You already know the price of entrepreneurship is high.
Starting a company often means putting it all on the line, and there's no guarantee that the risk will pay off. And then there are the emotional swings--the euphoria of success and the crushing blow of failure.
For a lot of people, one ride on that roller coaster is enough. But for some serial entrepreneurs, that cycle isn't just attractive, it's downright addicting in an unhealthy way, according to recent research.
Some signs you may be addicted to entrepreneurship include obsessing over your business, neglecting friends and/or outside interests, and experiencing withdrawal symptoms like anger or depression when being forced to turn away from your business. You may also be addicted to starting companies if you're increasingly spending more time with your business than on your health or your personal relationships.
"Some of these aspects include the physiological arousal from operating within a context of uncertainty and ambiguity," write the authors of the appeal of risks in the Journal of Business Venturing. Like a gambler on a winning streak, serial entrepreneurs are drawn to the intense emotions they feel when their startups succeed (or fail). And, worse, they tend to bound up their sense of self-worth in these successes and failures. April Spivack of the University of Wisconsin at Oshkosh wrote the paper, along with Syracuse professors Alexander McKelvie and J. Michael Haynie.
It's important to note this category of behavioral addiction mirrors that of gamblers or Internet addicts and not drug or alcohol dependents. And while the professors interviewed just six entrepreneurs, the purpose of the paper was to create a framework for discussing this behavior.

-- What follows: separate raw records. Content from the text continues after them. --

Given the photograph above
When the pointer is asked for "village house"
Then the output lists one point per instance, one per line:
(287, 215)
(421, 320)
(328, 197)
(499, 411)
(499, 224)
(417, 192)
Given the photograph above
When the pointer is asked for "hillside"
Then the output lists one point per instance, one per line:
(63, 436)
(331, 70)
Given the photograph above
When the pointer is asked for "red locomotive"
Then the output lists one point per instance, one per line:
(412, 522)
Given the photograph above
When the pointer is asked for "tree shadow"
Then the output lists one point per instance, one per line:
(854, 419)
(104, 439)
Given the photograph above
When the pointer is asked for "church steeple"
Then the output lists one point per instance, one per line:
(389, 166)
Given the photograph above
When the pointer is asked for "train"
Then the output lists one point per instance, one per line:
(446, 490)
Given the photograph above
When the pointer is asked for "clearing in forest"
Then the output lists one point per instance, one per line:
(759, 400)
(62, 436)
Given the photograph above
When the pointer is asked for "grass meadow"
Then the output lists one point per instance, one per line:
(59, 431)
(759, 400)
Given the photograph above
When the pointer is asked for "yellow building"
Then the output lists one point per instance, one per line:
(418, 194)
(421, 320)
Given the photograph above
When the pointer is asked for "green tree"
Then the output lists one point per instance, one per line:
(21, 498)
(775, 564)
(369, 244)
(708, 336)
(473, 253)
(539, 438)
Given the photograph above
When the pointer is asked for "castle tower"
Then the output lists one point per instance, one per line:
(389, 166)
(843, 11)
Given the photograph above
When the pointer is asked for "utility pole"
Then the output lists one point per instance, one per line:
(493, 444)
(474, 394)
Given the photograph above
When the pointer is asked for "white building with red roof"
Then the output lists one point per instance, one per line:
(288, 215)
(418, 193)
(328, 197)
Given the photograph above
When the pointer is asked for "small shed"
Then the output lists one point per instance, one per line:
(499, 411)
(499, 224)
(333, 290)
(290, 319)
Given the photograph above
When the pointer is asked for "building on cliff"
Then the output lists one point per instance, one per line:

Being so single-minded about starting companies doesn't have to be all bad. For one thing, if you're a workaholic and working for someone else, you won't see as many of the fruits of your own labor as you would at your own business.
And spending all of your time on startups has been known to help people become inured to failure and develop a competitive edge after working in business so long. But make sure to keep things in perspective--and don't forget about your loved ones.